Manufacturing Associate III - Nights

  • Company: Takeda
  • Location: Brooklyn Park, Minnesota
  • Posted: August 17, 2017
  • Reference ID: 1702026

Are you looking for a patient-focused, innovation-driven company that will inspire you and support your career? If so, be empowered to take charge of your future at Takeda. Join us as a Manufacturing Associate III in our Brooklyn Park, Minnesota office.

Here, everyone matters and you will be a vital contributor to our inspiring, bold mission. As a Manufacturing Associate III working on the Biologics Manufacturing team, you will be empowered to use your GMP experience to improve process operations and develop a thorough understanding of biologics manufacturing, and a typical day will include:

  • Performing and documenting cGMP activities to support upstream and downstream production areas and operations. This involves operation of process equipment, execution of validation protocols, completion of cGMP documents, creating/ revising cGMP documents and other assignments as directed.
  • Training less experienced manufacturing associates.
  • Supporting/leading deviation investigations and participating in cross functional project teams, supporting technical transfers with relevant teams/individuals.
  • Acting as team lead in absence of a supervisor


  • Perform Processing Steps and/or Manufacturing Support activities, monitoring process against the batch record, SLR and control system.
  • Document/Record cGMP data and information for processing steps and/or equipment activities, following standard operating procedures. Key documentation includes batch records, SLRs, and equipment logbooks.
  • Complete/review validation protocols, deviation reports, change controls in accordance with cGMP’s
  • Perform weighing, dispensing of raw materials for media and buffers
  • Perform preparation of small and large volume media and buffer solutions, filtration and transfer of product
  • Operate bench top equipment including pH, conductivity, osmo meters, pumps, tubing welders, filter integrity testers etc.
  • Dispense, label, transfer/stage raw materials and parts
  • Assemble/disassemble, clean and sterilize of components, parts and equipment
  • Maintain equipment, area and cleaning logbooks
  • Clean sanitizing production rooms and equipment
  • Author/ review/improve SOP’s, batch records, protocols and technical reports
  • Actively participate in training activities, managing their individual training plan.
  • Utilize Manufacturing knowledge to train others, improve process operations and effect positive change and demonstrate ability to troubleshoot moderate to complex mechanical operations.
  • Support/lead deviation investigations and participate in cross functional project teams, support technical transfers with relevant teams/ individuals.

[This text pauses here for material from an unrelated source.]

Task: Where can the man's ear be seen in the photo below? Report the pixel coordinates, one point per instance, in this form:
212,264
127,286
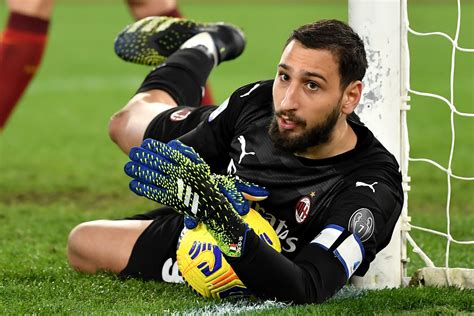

  • Good knowledge of current Good Manufacturing Practices (cGMP’s). Working knowledge of all relevant safety procedures within the company. General understanding of most areas in Manufacturing and supporting functional groups.
  • Has a good understanding of cGMP Biotech or Pharmaceutical operations
  • cGMP: Understands cGMP requirements and follows those requirements, including requirements for good documentation practices.
  • Must be team-oriented (proactively builds healthy working relationships between peers, their department and other groups).
  • Possesses good knowledge of non-manufacturing functions such as QC, Regulatory, QA, and/or Materials Management.
  • Possesses a thorough understanding of the scientific theory of biologics manufacturing:
  • Has a good understanding of biotechnology processing - purpose of major unit operations and microbial control concepts
  • Understand routine procedures upon which they have been trained, is able to revise and create new procedures.
  • Possesses good equipment understanding, including understanding equipment function and application.
  • Proficient and knowledgeable in the operation and moderate to complex troubleshooting of two or more manufacturing area’s
  • Ability to train less experienced or new manufacturing associates.
  • Supports deviation investigations. Participates in cross functional projects teams, supports technical transfers with relevant teams/individuals.
  • Proficient in MS Office and related PC skills.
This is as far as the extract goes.